La escritora británica Mary Ann Evans, mejor conocida como George Eliot, lo dijo con una lucidez que atraviesa siglos: “Se acercan las elecciones. Se declara la paz universal y los zorros muestran un interés sincero por prolongar la vida de las aves de corral.” Nada más preciso para describir el Perú que entra, una vez más, en la temporada de la promesa milagrosa.
El país está aterrorizado. La criminalidad lo desangra, la corrupción lo pudre y la ineficacia lo condena a un eterno simulacro de progreso. Pero eso no impide que los candidatos, viejos y nuevos, prometan redenciones exprés, milagros de cinco años y revoluciones de TikTok. Todos posan de salvadores. Todos ensayan su tono de autoridad moral, aunque el suelo que pisan esté hecho solo de ambiciones mal disimuladas.

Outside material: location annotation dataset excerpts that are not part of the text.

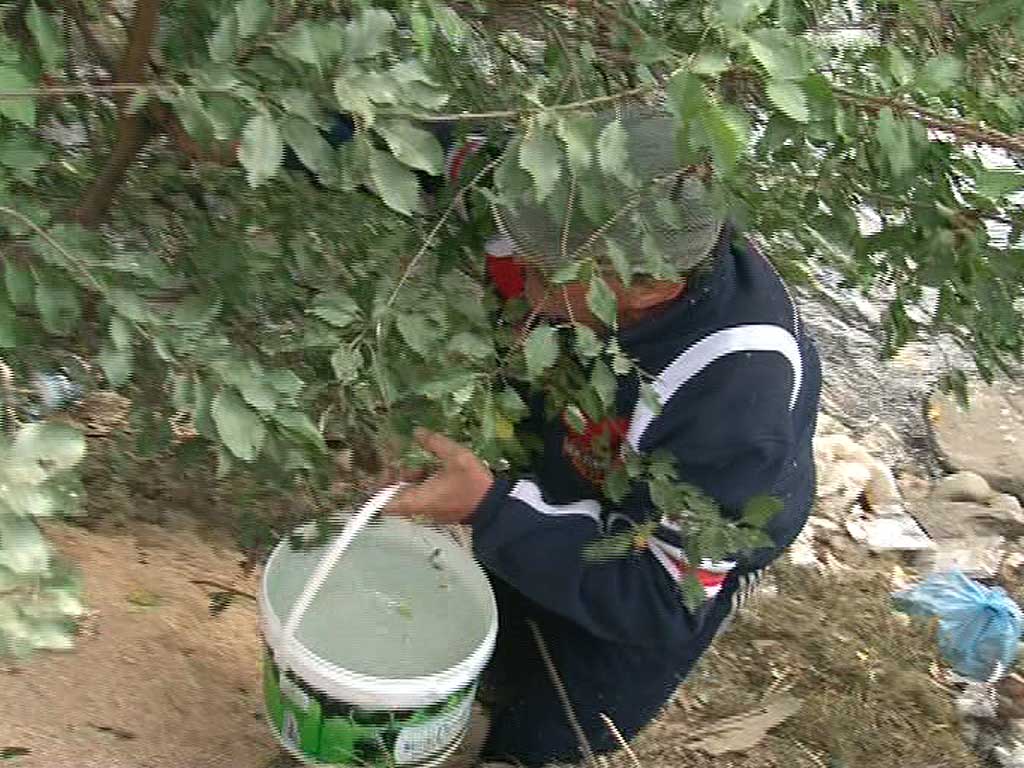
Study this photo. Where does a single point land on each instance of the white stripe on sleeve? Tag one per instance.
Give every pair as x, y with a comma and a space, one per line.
528, 493
751, 338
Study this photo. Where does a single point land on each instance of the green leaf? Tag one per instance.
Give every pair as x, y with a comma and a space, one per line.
727, 138
262, 150
790, 98
940, 74
20, 285
302, 426
351, 97
609, 547
46, 35
992, 184
369, 34
894, 138
18, 110
687, 98
252, 384
760, 510
579, 134
711, 61
414, 146
587, 343
900, 67
336, 308
738, 12
613, 154
286, 382
117, 365
451, 23
541, 157
604, 382
300, 44
346, 361
602, 302
58, 307
396, 184
310, 146
692, 591
780, 53
56, 445
253, 14
25, 550
616, 487
239, 426
511, 403
423, 32
541, 350
224, 42
472, 345
620, 261
421, 335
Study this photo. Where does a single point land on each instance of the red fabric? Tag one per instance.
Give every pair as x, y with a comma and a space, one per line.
508, 275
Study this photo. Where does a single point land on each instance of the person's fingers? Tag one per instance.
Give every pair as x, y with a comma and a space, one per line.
410, 474
416, 500
443, 448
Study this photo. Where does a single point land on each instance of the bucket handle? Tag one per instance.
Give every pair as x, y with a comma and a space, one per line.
331, 557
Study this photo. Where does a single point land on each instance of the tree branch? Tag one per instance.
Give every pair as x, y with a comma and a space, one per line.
133, 130
960, 128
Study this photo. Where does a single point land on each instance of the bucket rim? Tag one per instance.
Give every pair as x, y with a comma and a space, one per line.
369, 691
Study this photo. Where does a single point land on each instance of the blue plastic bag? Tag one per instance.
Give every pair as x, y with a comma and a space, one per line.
979, 627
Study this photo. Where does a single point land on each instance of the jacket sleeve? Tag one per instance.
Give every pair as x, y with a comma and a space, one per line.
538, 547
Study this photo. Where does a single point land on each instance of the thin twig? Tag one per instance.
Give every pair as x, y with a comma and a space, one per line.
7, 383
616, 734
428, 241
563, 696
223, 588
54, 245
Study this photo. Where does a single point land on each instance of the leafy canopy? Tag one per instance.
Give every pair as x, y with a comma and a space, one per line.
151, 220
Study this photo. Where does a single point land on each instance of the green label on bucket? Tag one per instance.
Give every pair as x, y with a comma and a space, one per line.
417, 742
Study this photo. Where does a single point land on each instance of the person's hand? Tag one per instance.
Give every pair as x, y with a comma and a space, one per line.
454, 492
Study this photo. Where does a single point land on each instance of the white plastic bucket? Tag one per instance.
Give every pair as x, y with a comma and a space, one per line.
350, 711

Ya empezaron las confrontaciones. Rafael López Aliaga y Keiko Fujimori, dos actores del mismo teatro, se disputan el mismo público. Él, con su retórica de látigo y rosario, le grita “vaga” a la lideresa fujimorista; ella, calculadora y fría, responde con sonrisas medidas, consciente de que cada palabra puede arañar o sumar votos. No discuten ideas, sino cuotas de poder, territorios electorales, cámaras y micrófonos.
El espectáculo apenas comienza. Pronto veremos más insultos que propuestas, más dramatismo que contenido, más coreografía que política. Las campañas ya no se construyen sobre programas, sino sobre frases diseñadas para las redes: gritos, burlas, indignaciones instantáneas que duran lo que un tuit o un clip. Así, la política se convierte en un reality donde gana quien más ruido haga, no quien más razón tenga. Para muchos es más importante hacerse viral antes que un líder principal.